Introduction: Medial Temporal Lobe Epilepsy (mTLE) with
hippocampal sclerosis is the most frequent cause of
drug-resistant focal epilepsy in adults. These patients
suffer from widespread subtle white matter abnormalities
and abnormal functional connectivity extending beyond the
affected lobe, as revealed by Diffusion Tensor Imaging
and functional MRI studies. Diffusion spectrum imaging
(DSI) is a new diffusion imaging technique with high
angular resolution for improving the mapping of white
matter tracts [1]. In this study, we used DSI to
investigate the whole brain effect of TLE as reflected by
topological measures of the structural connectivity
network. Methods: Eight patients with right-sided mTLE
and hippocampal sclerosis and 25 controls underwent our
DSI protocol at 3T using a 32 channel coil: DSI (voxel
size 2.2x2.2x3mm; 44 slices, 257 diffusion directions;
max b-value = 6400 s/mm2), 3D T1-weighted MPRAGE and 3D
T2-weighted images. The analysis was performed using the
Connectome Mapper. The cortical and subcortical grey
matters were parcellated into 86 Regions of Interest
(ROI) with anatomical landmarks using Freesurfer 5.0. The
ROIs were coregistered to the diffusion data by using a
nonlinear registration between T1 and T2, then T2 to the
diffusion space. The Diffusion Tool Kit was used for the
reconstruction of the diffusion Orientation Distribution
Function in each voxel. Streamline fibre-tracking was
then performed from each voxel in the white matter areas
using an in-house streamline-based algorithm. Two scalar
maps, the Fractional Anisotropy and the Generalized
Fractional Anisotropy were calculated. For each patient,
the connectivity between every region pair was estimated
was used to construct a connectivity matrix (the
adjacency matrix of the structural network).
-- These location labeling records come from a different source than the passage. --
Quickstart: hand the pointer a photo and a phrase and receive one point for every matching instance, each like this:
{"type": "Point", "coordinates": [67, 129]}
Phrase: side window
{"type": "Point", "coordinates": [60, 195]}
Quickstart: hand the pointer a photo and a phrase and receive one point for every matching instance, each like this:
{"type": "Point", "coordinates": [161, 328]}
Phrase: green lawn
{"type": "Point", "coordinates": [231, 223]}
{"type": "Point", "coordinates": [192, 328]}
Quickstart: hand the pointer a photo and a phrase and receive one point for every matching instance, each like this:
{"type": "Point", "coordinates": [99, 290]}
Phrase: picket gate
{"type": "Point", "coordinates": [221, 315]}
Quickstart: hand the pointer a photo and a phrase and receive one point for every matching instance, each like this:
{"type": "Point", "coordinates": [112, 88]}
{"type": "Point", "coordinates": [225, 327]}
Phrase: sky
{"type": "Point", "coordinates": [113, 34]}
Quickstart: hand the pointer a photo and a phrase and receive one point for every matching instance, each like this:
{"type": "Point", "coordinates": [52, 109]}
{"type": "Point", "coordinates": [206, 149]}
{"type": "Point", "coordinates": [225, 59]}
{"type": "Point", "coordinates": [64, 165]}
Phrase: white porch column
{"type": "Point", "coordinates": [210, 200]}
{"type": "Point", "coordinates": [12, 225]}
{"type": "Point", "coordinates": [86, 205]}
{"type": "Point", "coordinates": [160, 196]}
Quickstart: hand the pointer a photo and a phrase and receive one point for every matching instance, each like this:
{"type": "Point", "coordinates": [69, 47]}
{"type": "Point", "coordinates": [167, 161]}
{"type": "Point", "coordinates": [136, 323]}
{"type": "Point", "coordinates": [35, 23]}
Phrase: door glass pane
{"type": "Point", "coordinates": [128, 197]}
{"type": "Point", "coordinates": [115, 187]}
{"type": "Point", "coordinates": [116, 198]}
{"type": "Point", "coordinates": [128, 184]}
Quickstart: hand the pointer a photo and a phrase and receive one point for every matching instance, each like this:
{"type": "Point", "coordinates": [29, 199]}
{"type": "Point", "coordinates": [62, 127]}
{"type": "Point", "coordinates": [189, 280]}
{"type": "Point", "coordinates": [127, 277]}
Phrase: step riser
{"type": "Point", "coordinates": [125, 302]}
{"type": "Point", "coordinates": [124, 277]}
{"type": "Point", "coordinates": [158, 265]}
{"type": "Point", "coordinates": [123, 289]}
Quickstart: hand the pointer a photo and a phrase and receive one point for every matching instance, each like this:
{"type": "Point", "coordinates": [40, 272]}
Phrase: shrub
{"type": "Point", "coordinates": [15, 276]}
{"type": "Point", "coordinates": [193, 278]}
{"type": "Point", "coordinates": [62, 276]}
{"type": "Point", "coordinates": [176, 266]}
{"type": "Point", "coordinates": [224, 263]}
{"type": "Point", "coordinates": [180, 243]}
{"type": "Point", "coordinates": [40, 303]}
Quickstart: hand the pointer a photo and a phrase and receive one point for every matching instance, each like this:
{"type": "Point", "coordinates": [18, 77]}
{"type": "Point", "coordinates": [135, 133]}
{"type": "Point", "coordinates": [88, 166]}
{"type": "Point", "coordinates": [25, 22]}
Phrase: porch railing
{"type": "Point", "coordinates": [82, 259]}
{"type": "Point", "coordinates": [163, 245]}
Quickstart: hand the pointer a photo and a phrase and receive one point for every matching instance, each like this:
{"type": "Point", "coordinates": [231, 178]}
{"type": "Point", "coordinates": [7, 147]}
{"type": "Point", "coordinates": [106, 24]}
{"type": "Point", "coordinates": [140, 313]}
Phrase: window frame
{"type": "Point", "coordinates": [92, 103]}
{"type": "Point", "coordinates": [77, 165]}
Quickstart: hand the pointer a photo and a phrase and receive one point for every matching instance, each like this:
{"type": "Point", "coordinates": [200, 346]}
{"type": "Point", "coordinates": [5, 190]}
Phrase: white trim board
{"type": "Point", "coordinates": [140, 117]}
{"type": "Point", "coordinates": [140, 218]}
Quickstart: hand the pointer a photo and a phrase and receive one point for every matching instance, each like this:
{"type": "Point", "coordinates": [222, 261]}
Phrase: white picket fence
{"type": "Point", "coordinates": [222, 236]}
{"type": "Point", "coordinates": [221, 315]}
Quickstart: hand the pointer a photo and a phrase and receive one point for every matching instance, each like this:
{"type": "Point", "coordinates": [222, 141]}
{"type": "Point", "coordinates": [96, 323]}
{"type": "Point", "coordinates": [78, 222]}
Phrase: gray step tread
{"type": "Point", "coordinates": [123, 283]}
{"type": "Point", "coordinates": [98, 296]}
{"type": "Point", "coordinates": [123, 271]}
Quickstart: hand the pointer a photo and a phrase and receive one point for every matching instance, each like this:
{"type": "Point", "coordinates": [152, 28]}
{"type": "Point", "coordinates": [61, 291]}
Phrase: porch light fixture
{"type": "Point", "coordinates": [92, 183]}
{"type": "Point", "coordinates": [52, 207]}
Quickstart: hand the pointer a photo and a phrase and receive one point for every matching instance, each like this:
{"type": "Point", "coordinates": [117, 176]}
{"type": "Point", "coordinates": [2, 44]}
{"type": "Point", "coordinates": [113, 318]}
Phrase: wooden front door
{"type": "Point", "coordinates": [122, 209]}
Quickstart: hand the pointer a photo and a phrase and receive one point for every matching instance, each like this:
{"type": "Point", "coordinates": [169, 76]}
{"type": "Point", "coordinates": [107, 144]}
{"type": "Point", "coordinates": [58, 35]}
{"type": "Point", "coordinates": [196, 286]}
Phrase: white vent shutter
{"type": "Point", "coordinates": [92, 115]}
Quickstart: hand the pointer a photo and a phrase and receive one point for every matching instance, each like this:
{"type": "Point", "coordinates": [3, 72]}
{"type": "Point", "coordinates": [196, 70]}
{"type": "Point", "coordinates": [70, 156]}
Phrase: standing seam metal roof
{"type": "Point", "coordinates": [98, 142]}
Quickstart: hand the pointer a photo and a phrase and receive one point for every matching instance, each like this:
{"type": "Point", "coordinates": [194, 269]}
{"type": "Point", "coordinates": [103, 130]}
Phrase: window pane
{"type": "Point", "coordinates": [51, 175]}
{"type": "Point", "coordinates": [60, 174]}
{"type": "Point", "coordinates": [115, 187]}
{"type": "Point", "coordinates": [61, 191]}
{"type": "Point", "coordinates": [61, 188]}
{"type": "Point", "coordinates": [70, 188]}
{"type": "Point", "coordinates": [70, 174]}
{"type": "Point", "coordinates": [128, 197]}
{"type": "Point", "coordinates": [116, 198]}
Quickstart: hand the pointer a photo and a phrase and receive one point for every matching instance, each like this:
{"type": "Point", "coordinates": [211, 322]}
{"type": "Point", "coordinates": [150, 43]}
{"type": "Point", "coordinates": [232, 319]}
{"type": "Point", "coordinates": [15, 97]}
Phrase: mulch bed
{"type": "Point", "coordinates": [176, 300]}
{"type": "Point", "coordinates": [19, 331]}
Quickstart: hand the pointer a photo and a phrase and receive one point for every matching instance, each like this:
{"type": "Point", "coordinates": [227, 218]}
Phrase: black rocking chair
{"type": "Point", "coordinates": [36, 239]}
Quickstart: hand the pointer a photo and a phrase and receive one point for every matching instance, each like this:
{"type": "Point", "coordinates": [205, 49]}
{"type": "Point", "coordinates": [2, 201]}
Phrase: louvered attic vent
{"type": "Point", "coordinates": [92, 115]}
Finally we
used topological measures in order to reduce the data and
obtain whole-brain characteristics of the network [2]:
characteristic Path Length (L), Clustering Coefficient
(C) and Small Worldness (S) where S=(C/Crand)/(L/ Lrand)
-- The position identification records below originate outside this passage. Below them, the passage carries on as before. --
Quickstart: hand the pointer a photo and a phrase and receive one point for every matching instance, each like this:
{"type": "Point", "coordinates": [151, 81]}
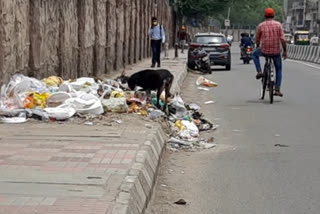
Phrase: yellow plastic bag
{"type": "Point", "coordinates": [117, 94]}
{"type": "Point", "coordinates": [179, 125]}
{"type": "Point", "coordinates": [53, 81]}
{"type": "Point", "coordinates": [36, 100]}
{"type": "Point", "coordinates": [205, 82]}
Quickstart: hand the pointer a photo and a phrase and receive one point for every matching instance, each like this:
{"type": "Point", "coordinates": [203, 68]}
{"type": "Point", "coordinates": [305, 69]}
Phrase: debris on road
{"type": "Point", "coordinates": [55, 99]}
{"type": "Point", "coordinates": [181, 202]}
{"type": "Point", "coordinates": [186, 123]}
{"type": "Point", "coordinates": [204, 89]}
{"type": "Point", "coordinates": [209, 102]}
{"type": "Point", "coordinates": [281, 145]}
{"type": "Point", "coordinates": [205, 82]}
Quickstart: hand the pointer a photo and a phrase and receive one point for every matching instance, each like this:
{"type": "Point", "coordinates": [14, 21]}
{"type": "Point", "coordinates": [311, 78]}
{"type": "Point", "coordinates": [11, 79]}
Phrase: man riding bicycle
{"type": "Point", "coordinates": [269, 36]}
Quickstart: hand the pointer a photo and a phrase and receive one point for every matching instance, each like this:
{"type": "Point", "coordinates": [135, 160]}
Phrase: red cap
{"type": "Point", "coordinates": [269, 12]}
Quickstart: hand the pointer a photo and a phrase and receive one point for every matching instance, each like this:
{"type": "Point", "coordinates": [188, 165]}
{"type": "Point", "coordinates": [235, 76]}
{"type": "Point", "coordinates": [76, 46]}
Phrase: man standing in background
{"type": "Point", "coordinates": [158, 37]}
{"type": "Point", "coordinates": [182, 35]}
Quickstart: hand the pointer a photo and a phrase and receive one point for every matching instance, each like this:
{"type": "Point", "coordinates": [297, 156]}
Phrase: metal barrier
{"type": "Point", "coordinates": [304, 53]}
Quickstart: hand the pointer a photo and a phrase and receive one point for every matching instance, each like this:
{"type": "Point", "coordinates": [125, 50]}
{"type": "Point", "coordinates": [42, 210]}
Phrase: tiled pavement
{"type": "Point", "coordinates": [77, 169]}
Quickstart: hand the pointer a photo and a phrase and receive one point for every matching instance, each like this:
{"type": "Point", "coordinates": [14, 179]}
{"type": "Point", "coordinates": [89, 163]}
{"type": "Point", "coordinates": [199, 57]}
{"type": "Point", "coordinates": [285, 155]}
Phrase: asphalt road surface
{"type": "Point", "coordinates": [247, 173]}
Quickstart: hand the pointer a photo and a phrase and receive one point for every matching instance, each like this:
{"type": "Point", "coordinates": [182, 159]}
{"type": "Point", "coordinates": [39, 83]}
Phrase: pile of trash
{"type": "Point", "coordinates": [186, 122]}
{"type": "Point", "coordinates": [55, 99]}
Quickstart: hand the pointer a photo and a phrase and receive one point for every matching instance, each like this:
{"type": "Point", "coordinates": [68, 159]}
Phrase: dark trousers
{"type": "Point", "coordinates": [156, 51]}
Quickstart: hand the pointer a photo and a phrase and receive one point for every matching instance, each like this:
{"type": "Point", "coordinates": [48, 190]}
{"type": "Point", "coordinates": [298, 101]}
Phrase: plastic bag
{"type": "Point", "coordinates": [179, 125]}
{"type": "Point", "coordinates": [117, 94]}
{"type": "Point", "coordinates": [36, 99]}
{"type": "Point", "coordinates": [117, 105]}
{"type": "Point", "coordinates": [57, 99]}
{"type": "Point", "coordinates": [85, 84]}
{"type": "Point", "coordinates": [191, 128]}
{"type": "Point", "coordinates": [155, 114]}
{"type": "Point", "coordinates": [178, 104]}
{"type": "Point", "coordinates": [62, 112]}
{"type": "Point", "coordinates": [205, 82]}
{"type": "Point", "coordinates": [53, 81]}
{"type": "Point", "coordinates": [86, 103]}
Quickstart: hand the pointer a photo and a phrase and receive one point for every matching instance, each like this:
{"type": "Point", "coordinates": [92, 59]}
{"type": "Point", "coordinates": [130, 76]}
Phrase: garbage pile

with Crand and Lrand are computed for a random network.
Significant differences between the mTLE and control
groups were assessed using a Wilcoxon rank-sum test.
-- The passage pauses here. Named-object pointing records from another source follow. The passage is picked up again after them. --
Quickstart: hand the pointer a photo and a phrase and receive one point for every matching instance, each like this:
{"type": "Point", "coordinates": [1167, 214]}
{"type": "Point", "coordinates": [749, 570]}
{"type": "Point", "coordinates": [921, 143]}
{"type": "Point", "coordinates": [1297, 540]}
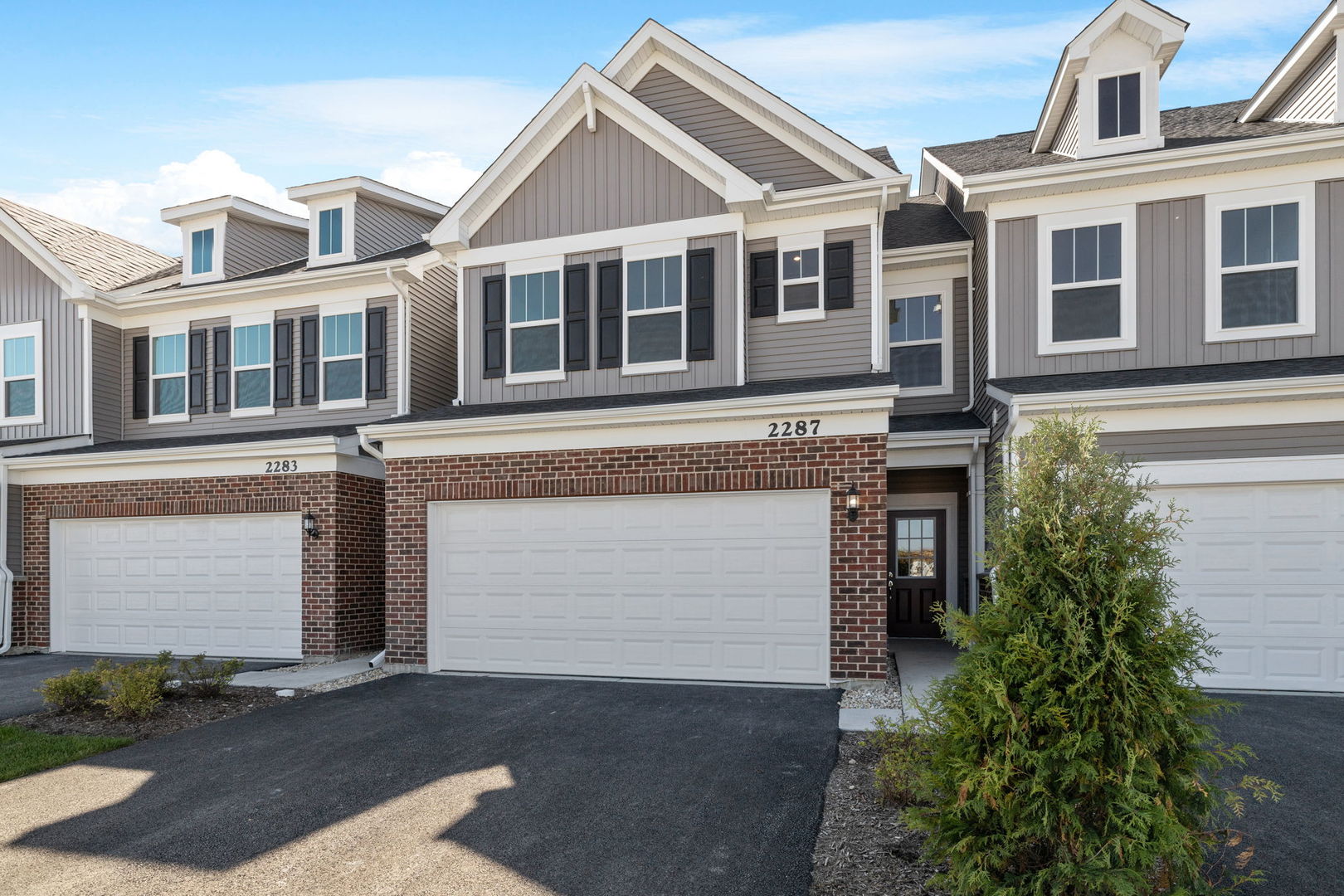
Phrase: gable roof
{"type": "Point", "coordinates": [99, 260]}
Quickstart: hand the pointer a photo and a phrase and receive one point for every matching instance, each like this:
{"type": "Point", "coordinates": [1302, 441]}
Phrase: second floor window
{"type": "Point", "coordinates": [168, 375]}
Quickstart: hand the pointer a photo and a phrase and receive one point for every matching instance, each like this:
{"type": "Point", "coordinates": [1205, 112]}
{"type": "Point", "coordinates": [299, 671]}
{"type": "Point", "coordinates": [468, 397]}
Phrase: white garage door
{"type": "Point", "coordinates": [1264, 566]}
{"type": "Point", "coordinates": [229, 586]}
{"type": "Point", "coordinates": [728, 587]}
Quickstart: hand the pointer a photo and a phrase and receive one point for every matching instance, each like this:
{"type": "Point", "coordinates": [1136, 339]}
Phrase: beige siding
{"type": "Point", "coordinates": [296, 416]}
{"type": "Point", "coordinates": [27, 295]}
{"type": "Point", "coordinates": [721, 371]}
{"type": "Point", "coordinates": [752, 149]}
{"type": "Point", "coordinates": [433, 366]}
{"type": "Point", "coordinates": [594, 182]}
{"type": "Point", "coordinates": [841, 343]}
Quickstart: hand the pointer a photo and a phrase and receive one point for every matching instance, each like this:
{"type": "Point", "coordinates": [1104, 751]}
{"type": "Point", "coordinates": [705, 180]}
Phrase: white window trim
{"type": "Point", "coordinates": [334, 309]}
{"type": "Point", "coordinates": [519, 269]}
{"type": "Point", "coordinates": [253, 320]}
{"type": "Point", "coordinates": [1215, 204]}
{"type": "Point", "coordinates": [217, 257]}
{"type": "Point", "coordinates": [346, 202]}
{"type": "Point", "coordinates": [1046, 226]}
{"type": "Point", "coordinates": [171, 329]}
{"type": "Point", "coordinates": [22, 331]}
{"type": "Point", "coordinates": [793, 243]}
{"type": "Point", "coordinates": [1142, 108]}
{"type": "Point", "coordinates": [639, 253]}
{"type": "Point", "coordinates": [944, 290]}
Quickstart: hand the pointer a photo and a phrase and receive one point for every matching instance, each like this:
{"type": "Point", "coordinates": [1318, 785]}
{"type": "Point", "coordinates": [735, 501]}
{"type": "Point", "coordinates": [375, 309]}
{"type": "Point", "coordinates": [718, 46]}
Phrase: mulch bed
{"type": "Point", "coordinates": [863, 848]}
{"type": "Point", "coordinates": [173, 713]}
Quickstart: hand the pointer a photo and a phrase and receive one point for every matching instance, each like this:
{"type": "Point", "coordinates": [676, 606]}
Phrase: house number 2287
{"type": "Point", "coordinates": [786, 429]}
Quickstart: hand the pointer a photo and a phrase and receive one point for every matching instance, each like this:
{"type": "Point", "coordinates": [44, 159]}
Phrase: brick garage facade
{"type": "Point", "coordinates": [858, 550]}
{"type": "Point", "coordinates": [343, 570]}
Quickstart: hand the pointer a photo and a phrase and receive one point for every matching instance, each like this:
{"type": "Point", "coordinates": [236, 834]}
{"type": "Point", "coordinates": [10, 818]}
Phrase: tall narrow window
{"type": "Point", "coordinates": [203, 250]}
{"type": "Point", "coordinates": [251, 367]}
{"type": "Point", "coordinates": [329, 234]}
{"type": "Point", "coordinates": [168, 375]}
{"type": "Point", "coordinates": [343, 358]}
{"type": "Point", "coordinates": [1118, 106]}
{"type": "Point", "coordinates": [21, 364]}
{"type": "Point", "coordinates": [654, 299]}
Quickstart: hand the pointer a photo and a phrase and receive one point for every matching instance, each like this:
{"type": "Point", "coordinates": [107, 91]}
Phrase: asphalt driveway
{"type": "Point", "coordinates": [1300, 743]}
{"type": "Point", "coordinates": [449, 786]}
{"type": "Point", "coordinates": [21, 676]}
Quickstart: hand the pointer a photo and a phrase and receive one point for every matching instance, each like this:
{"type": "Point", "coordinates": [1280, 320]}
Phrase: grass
{"type": "Point", "coordinates": [24, 752]}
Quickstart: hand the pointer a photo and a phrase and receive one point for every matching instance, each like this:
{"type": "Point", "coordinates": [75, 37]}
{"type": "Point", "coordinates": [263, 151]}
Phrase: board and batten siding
{"type": "Point", "coordinates": [719, 371]}
{"type": "Point", "coordinates": [841, 343]}
{"type": "Point", "coordinates": [1170, 296]}
{"type": "Point", "coordinates": [1285, 440]}
{"type": "Point", "coordinates": [752, 149]}
{"type": "Point", "coordinates": [27, 295]}
{"type": "Point", "coordinates": [296, 416]}
{"type": "Point", "coordinates": [594, 182]}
Results: In patients, we found a higher characteristic
path length (0.0288), with a lower clustering coefficient
(0.0079) and reduced small-worldness (p=0.000058)
compared to controls. Network nodes that contributed
significantly to these alterations were located within as
well as outside the temporal lobe in both hemispheres,
although with a predominance for the ipsilateral
hemisphere and bilateral limbic structures. The pattern
of significant nodes showed concordance with brain
regions known to be involved in epileptic networks in
patients with mTLE. Conclusions: Our results show a
reduced efficiency of structural brain networks and
altered connectivity patterns that are concordant with
the mapping of functional epileptic networks [3] and
altered functional connectivity [4] in patients with
mTLE. Therefore, the network in mTLE is less segregated
than in controls with reduced global interactions between
the nodes and reduced specialised communities. Further
studies are needed to establish the relevance of these
findings with respect to the propagation of epileptic
activity, cognitive deficits in mTLE and outcome of
epilepsy surgery in individual patients.